On production? Yes, I just ran into it, while creating the start page a/b test pages.
(In reply to comment #29)
> Can anyone reproduce this after Jeremy's swift help?
Yes, which is one of the reasons that Eric filed bug 484100; I'm not clear on the relationship, though.
(In reply to comment #30)
> On production? Yes, I just ran into it, while creating the start page a/b test
I haven't applied the fix to production yet. I was going to let it bake a bit on stage.
Sorry to say that I just got the error on stage after creating the article https://support-stage.mozilla.org/sv-SE/kb/Localization+Dashboard?bl=n :(
Not sure if this is related, but I can't edit that page I just created: https://support-stage.mozilla.org/tiki-editpage.php?page=Localization+Dashboard
I get a "Connection interrupted" error every other time, and just a blank page every other page.
14:54 <oremj> [Thu Mar 19 14:14:51 2009] [error] [client 10.2.81.4] PHP Fatal error: Maximum execution time of 30 seconds exceeded in
/data/www/support-stage.mozilla.com/webroot/lib/smarty_tiki/outputfilter.urlt.php on line 311
14:56 <oremj> that's a giant while loop
14:56 <oremj> does page have a lot of a or img tags?
14:57 <oremj> the comment above the function that is timing out says:
14:57 <oremj> * Although care has been taken to write fast regexes, this is likely to
14:57 <oremj> * be slow on large files, very complex files etc.

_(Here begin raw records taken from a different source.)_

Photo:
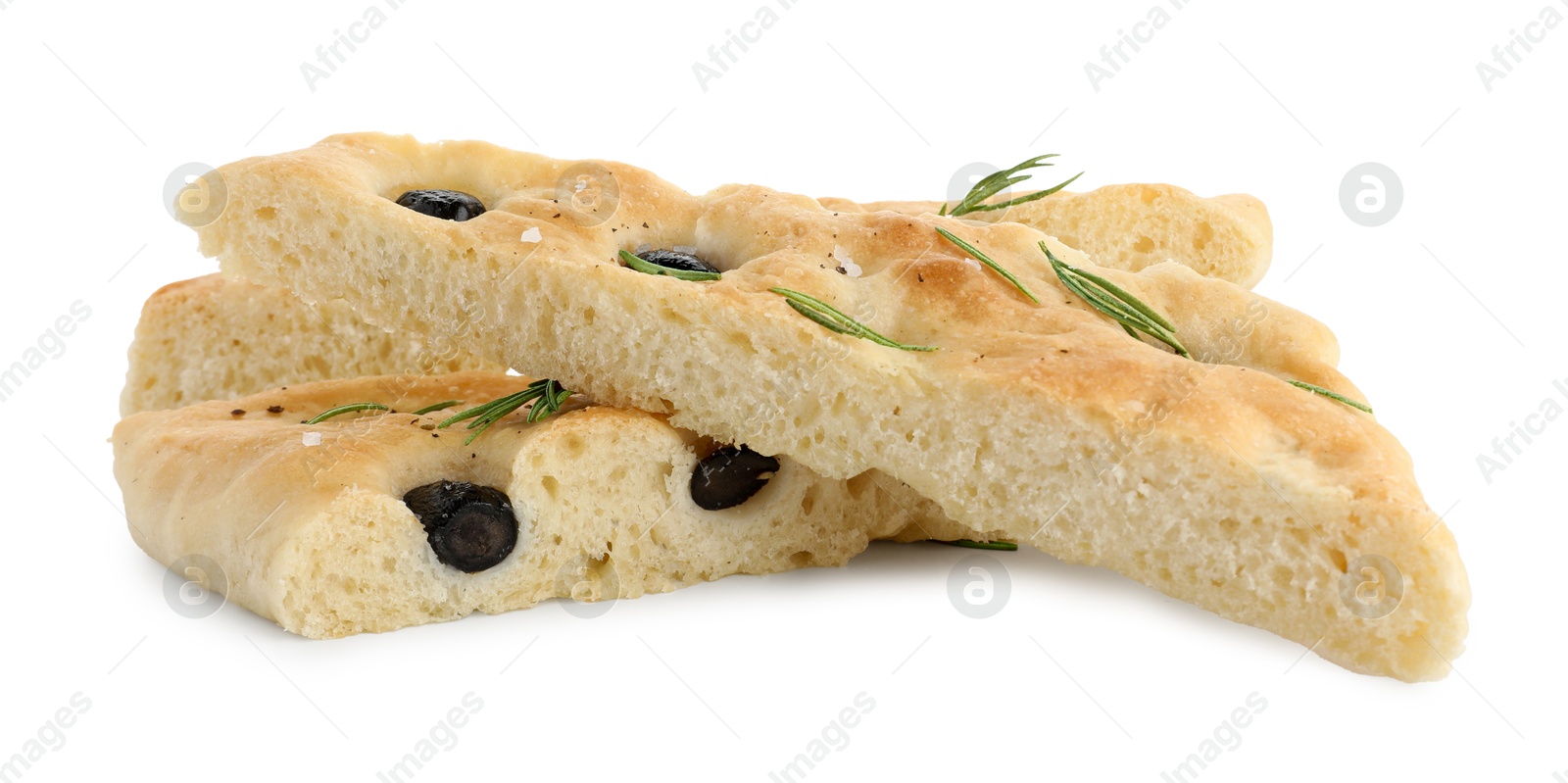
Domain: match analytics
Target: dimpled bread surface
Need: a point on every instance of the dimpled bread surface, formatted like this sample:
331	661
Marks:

Memory fix from comment 28 has been applied to production. Let me know if you still see this problem.
Jeremy, we are seeing this problem on stage again (blocking testing the release). Can you check the logs for us?
What time did you see the error?
Just 5 seconds ago on the URL: https://support-stage.mozilla.org/tiki-editpage.php?locale=en-US&page=Localization+Dashboard&login
[Tue Mar 24 11:06:00 2009] [error] [client 10.2.81.4] PHP Fatal error: Maximum execution time of 30 seconds exceeded in /data/www/support-stage.mozilla.com/webroot/lib/smarty_tiki/outputfilter.urlt.php on line 309, referer: https://support-stage.mozilla.org/tiki-editpage.php?locale=en-US&page=Localization+Dashboard
Via Jeremy, you can profile this online by adding an appropriate parameter, e.g.
and then see the results at
I see for example 77000 calls to preg_match (ouch).
Eric, can you take a look at the profile and see what you can come up with?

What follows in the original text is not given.